Some time passed– I’m not sure how long– then they took me to a gas station and told me to pick out anything I wanted. I chose chiclets because I’d been to Laredo, Mexico with my Grandmother that summer and she had handed wads of money to children who were selling chiclets. After they gave me the chiclets, they left. I don’t remember who came to pick me up, but I know I was taken home after that.
I didn’t remember any of this until we moved to a different city several years later and a neighbor down the street had a very similar looking van. I asked my Mom about it and she told me she had no idea what I was talking about and laughed it all away. I’ve since learned that if my Mom is laughing, she is probably hiding something.

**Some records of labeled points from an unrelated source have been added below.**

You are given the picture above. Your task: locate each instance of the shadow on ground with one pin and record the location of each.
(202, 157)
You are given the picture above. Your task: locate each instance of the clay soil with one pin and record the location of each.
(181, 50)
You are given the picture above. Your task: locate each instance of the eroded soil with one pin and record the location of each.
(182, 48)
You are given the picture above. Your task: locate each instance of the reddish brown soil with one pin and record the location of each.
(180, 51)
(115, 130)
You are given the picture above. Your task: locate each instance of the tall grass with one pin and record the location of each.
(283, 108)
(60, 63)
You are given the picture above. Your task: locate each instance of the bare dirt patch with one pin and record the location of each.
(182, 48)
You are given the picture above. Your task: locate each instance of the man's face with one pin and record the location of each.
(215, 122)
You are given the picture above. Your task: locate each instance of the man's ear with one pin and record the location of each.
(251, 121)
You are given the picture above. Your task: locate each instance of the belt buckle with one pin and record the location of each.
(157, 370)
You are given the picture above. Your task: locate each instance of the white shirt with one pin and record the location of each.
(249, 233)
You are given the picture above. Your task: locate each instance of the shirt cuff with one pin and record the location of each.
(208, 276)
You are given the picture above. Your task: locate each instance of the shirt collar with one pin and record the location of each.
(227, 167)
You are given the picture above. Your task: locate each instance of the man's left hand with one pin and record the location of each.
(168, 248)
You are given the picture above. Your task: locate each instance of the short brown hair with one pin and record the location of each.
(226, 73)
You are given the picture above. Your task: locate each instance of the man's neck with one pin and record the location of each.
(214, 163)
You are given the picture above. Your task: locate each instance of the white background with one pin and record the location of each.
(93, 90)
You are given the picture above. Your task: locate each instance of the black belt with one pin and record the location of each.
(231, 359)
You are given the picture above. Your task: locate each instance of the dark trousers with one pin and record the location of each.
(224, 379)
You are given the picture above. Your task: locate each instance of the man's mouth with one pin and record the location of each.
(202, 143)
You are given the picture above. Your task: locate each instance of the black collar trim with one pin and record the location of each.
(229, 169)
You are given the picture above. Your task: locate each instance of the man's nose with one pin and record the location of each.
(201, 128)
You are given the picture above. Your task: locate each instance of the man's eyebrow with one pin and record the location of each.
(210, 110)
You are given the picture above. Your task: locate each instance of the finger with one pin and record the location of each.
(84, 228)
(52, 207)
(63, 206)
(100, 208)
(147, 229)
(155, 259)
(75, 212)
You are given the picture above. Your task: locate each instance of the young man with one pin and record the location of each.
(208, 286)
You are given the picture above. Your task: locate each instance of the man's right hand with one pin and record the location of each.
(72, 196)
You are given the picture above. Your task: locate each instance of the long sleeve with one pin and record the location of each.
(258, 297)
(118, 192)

When I was eighteen, I asked my Mom again. I told her everything I remembered and she started crying. It was only the 2nd time I’d ever seen her do so, and she made me swear I would never ever ask her about it again. I haven’t.
I asked my oldest brother if he remembered anything like this– he would have been 13. He told me that he remembered there was a time when I went away for a while and my Mom cried a lot and wouldn’t say where I was.
I’m not sure I’ll ever know what that was all about. I know that my father is involved in some pretty messed up things and I also know that he ran for public office about that time, but the rest of it is a mystery. I’ve learned that much of my early life was a mixture of farce and deception so this is just another item on a long list of questions which will probably never be answered.
White VW vans still give me the heebie jeebies though.
Do any of you come from families with dark secrets? Are there memories from your childhood that you can’t explain? And come on– 23’s not that bad…. (riiiight?) How old were you when you got your first kiss?